“Valor distribuído a Estados e Municípios é muito pouco diante do que poderiam receber se a exploração e a venda do petróleo no mercado internacional fosse feita pela Petrobrás”
Duas questões vêm sendo levantadas por especialistas para alertar sobre o grave crime que o governo Bolsonaro está prestes a cometer ao decidir retirar da Petrobrás e leiloar, no próximo dia 6 de novembro, os campos de Atapu, Búzios, Itapu e Sépia, localizados nas áreas do Pré-Sal que extrapolaram o limite de 5 bilhões de barris de petróleo que foram comprados pela Petrobrás no contrato conhecido como “Cessão Onerosa”.
PETROBRÁS DESCOBRIU O PETRÓLEO
A estimativa da Agência Nacional do Petróleo (ANP) é de que serão leiloados neste dia, de 6 a 15 bilhões de barris de petróleo, todos eles descobertos pela engenharia, os investimentos e a capacidade da Petrobrás. Este montante só é comparável ao volume contido no Campo de Libra, onde era estimada uma reserva de 8 a 12 bilhões de barris, e que foi leiloada no governo Dilma, em 2013.

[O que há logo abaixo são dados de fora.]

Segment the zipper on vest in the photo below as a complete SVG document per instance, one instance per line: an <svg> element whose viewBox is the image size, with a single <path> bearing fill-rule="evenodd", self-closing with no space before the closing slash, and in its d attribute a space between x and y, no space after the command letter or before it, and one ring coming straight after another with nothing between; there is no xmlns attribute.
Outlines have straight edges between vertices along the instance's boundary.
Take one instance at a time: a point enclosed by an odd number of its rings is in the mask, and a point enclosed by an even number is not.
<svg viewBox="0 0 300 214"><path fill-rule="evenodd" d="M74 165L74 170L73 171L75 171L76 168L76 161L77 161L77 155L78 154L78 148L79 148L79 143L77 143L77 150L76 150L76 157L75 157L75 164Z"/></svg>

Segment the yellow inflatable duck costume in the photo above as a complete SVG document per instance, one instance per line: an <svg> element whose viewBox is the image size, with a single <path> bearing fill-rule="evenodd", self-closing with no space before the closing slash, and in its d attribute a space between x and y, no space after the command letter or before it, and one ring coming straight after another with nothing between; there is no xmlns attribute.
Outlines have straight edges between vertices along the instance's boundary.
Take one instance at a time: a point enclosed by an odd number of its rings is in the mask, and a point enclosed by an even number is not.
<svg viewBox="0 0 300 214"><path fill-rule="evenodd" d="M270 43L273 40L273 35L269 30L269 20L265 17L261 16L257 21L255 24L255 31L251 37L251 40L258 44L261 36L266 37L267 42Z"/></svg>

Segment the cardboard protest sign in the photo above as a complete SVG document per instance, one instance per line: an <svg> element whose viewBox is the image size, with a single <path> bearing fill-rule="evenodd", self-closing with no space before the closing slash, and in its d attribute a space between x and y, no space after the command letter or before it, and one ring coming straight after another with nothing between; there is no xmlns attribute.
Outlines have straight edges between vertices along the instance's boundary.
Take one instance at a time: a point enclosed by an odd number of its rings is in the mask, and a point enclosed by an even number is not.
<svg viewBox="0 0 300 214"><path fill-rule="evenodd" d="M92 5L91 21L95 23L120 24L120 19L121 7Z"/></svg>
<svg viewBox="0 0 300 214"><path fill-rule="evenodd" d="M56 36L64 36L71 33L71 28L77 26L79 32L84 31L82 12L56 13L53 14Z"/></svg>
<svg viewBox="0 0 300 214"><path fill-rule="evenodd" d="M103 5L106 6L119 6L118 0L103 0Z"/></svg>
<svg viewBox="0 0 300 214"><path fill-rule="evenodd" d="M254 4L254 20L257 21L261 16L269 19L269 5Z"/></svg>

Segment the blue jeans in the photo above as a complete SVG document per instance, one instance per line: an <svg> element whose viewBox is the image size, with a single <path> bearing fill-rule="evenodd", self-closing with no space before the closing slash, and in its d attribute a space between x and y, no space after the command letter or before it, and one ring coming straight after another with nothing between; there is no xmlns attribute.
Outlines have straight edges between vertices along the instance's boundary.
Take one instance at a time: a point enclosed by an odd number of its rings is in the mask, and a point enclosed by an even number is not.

A primeira questão, levantada pelo professor do Instituto de Energia da USP e ex-diretor da Petrobrás, Ido Sauer, é a de que a obtenção de R$ 106,5 bilhões com o bônus de outorga – que terá parte de seu valor dividido entre União, Estados e Municípios – é muito pouco diante do volume de recursos que está em disputa nesses campos.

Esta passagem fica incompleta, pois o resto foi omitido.